My hands rove, learning the shape of her body, how it feels under my touch.

Shoulders, waist, hips. I freeze, not wanting to push too far, dangerously close to crossing a line neither of us can come back from.

Instead, I raise my hands back to her face, palm her cheeks.

Angling her head, I deepen the kiss until I don’t know where I end and she begins.

Honey and pine mixing, heating each other from the inside out. “Want you,” I whisper, trying hard to maintain control.

“I want you, too,” she says, voice trembling. But then, it hits me like a freight train. Scars. The limp. The noises and images that still wake me at night. I’m broken, have nothing to give her.

“But…” I turn away, pacing. “I can’t do this.”

“What?” she steps forward, face incredulous.

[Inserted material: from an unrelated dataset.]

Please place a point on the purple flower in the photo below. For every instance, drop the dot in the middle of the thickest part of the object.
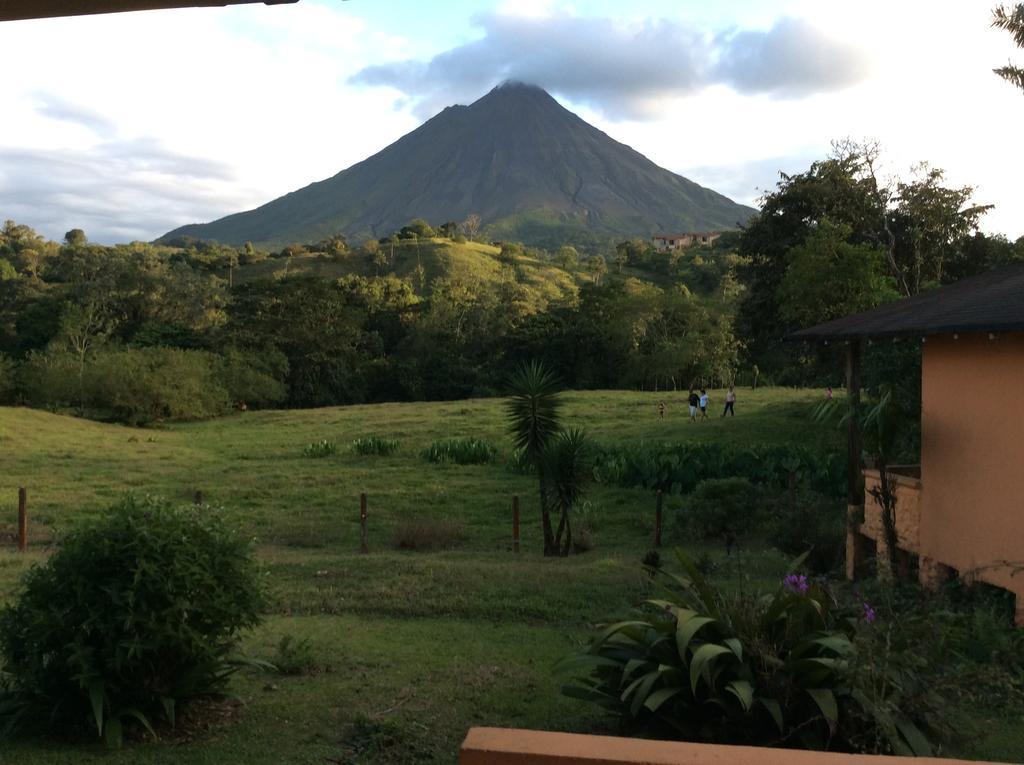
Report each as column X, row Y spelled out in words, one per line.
column 796, row 583
column 868, row 612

“Can’t claim something that’s not mine,” I grit out between clenched teeth.

“But—”

“No. I’m supposed to give you a safe place to stay. Help you fix your cabin. Not take advantage of you.”

“You’re not taking—”

She’s not listening to me. Not giving me the out I need. “Gotta check something,” I mutter and step over the threshold, shutting the door against her and disappearing into the black night. Cold air knifes through me, sharper than guilt.

I don’t stay outside for long. It’s no practical proposition. But I need space to sort things out. Untangle what’s going on in my head and my heart.

When I return to the cabin, Dahlia’s nowhere to be found. I inch the bedroom door open, see her sleeping mound in a glint of light from the hallway.

I’m an ass. Proved it tonight. Pacing back into the living room, I stay by the fire, staring into the flames. My chest aches, full of something I can’t name.

Solitude is no longer enough. I want more. But how do I be enough for Dahlia?